401k Plan Testing Rules for Compensation

401k Plan testing rules require the plan sponsor to be vigilant throughout the year.  Retirement plan administration has always required the plan sponsor adhere to an intricate set of rules and regulations.  The definition of Compensation can appear simple on the surface; however, 401k plan sponsors have a history of frequently misinterpreting the word.  This is especially true – during an employee’s first year of employment.

After a recent Plan Sponsor University (TPSU) Fiduciary Education Program at University of Southern California Mr. Fred Barstein, Founder and CEO of TPSU interviewed TPSU Adjunct Lecturer, John Nelson.  Mr. Nelson, who previously worked as ERISA Counsel and Third-Party Administrator currently is an Investment Advisor.  During this interview, Mr. Nelson stresses the need for accurate data when adhering to 401k plan testing rules.

Full Transcript Here

This is Fred Barstein with 401kTV here at the University of Southern California, where we just completed a TPSU program led by our adjunct co-lecturer, John Nelson. John has started his career as an ERISA attorney, started a TPA and is now strictly a financial advisor with NFP Retirement, very, very experienced. Welcome, John.

Thank you, Fred.

And okay if we ask you a few questions?

Yeah please.

One of the things we talked about is how companies can, the way their planned documents about eligibility and how it can mess up with their testing so why don’t you explain that.

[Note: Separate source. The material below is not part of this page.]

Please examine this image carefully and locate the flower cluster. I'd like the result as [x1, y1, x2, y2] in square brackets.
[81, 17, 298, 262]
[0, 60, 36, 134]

Yeah so one idea was often times it’s so important that you provide correct employee census data for the compliance testing because it’s the old adage, garbage in, garbage out. And I found that particularly with respect to a participant’s first year of eligibility, it’s important that you track compensation from their entry date into the plan, versus their employment commencement date.

I’ll give you an example. Let’s say you hire somebody on July 1st and you have a three month eligibility period, so I call it 90 days. The person would enter the plan on October 1st and let’s say they elected for 10% of salary, that’s good. They’re deferring 10% of salary for three months. Now when the time comes to submit data for testing, it’s important that the compensation number you give them is compensation from October 1st.

That way when they go into that 401(k) nondiscrimination test, they go in at the true 10% rate. If you’re submitting compensation though, from the date of hire July 1st, including periods when they weren’t eligible, you’re artificially lowering their deferral rate. Instead of it being 10%, if I use compensation from my example from July 1st, their effective deferral rate goes to down to 5, everybody in their first year is by definition a non-highly compensated employee.

That’s only going to hurt your testing, so I would say just one thing to be careful of is when you submit your data, make sure in that first year you’re using data from entry date versus hire date. I see it happen too regular and it does artificially depress the ADP 401(k) results.

Well, now you’re using your TPA background.

I am.

Well, that’s great advice, thank you. I would have never thought of that, so thanks for your time today.

Thanks, Fred.

Thanks for lecturing and thank you for watching 401kTV.